Gov't Seeks to Prohibit Pardons for Crimes Against Minors
Photo by Gints Ivuskans / Shutterstock.com
Prime Minister Viktor Orbán said he had submitted a constitutional amendment to lawmakers that would prohibit pardons for people convicted of crimes against minors in a video message posted on social media on Thursday.
Orbán acknowledged a debate that had emerged over the legal scope of the president's power to issue pardons and pointed to the need to "clarify the situation with a plain and unambiguous decision".
"On behalf of the government, I've submitted an amendment to the constitution that would preclude pardons in the case of crimes against minors," he said.
President Katalin Novák has recently come under criticism for an earlier pardon issued to a man convicted as an accomplice in a child sexual abuse case.
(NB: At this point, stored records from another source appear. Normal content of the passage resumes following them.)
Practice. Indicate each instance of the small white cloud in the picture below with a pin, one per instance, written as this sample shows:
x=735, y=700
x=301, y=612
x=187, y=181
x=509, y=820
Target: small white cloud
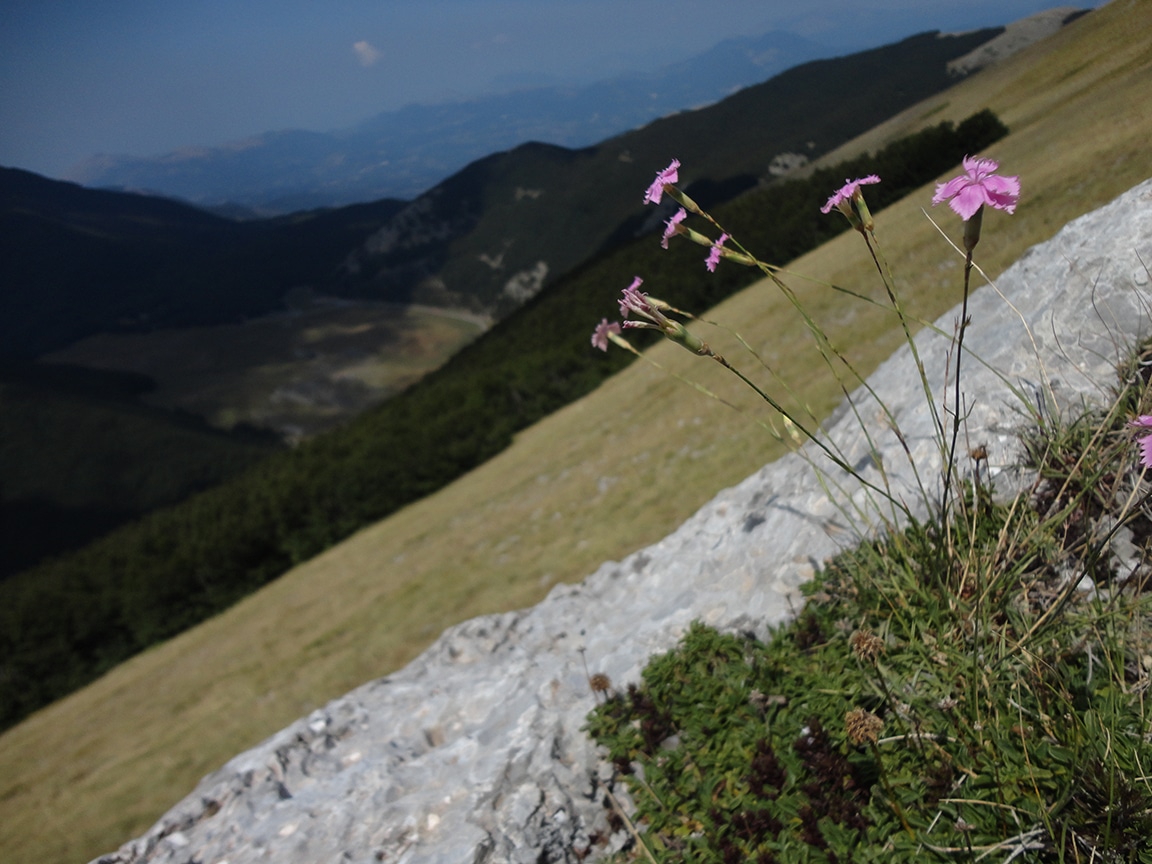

The Sándor Palace said the president would "gladly sign" the amendment offering stronger protection for children after it was approved by lawmakers.
Máté Kocsis, who heads the parliamentary group of governing Fidesz, told public radio on Friday that the party's MPs backed the bill submitted by the prime minister. "This loophole must be closed," he said on Kossuth Radio.
He said nobody questioned the legality of the president's decision on the pardon, but suggested that it would be good to address the motivation for the decision sometime. It's not the job of MPs to discuss the basis of the decision, but to ensure that something like this never happens again, he added.
MPs could vote on the amendment in the second half of March, he said.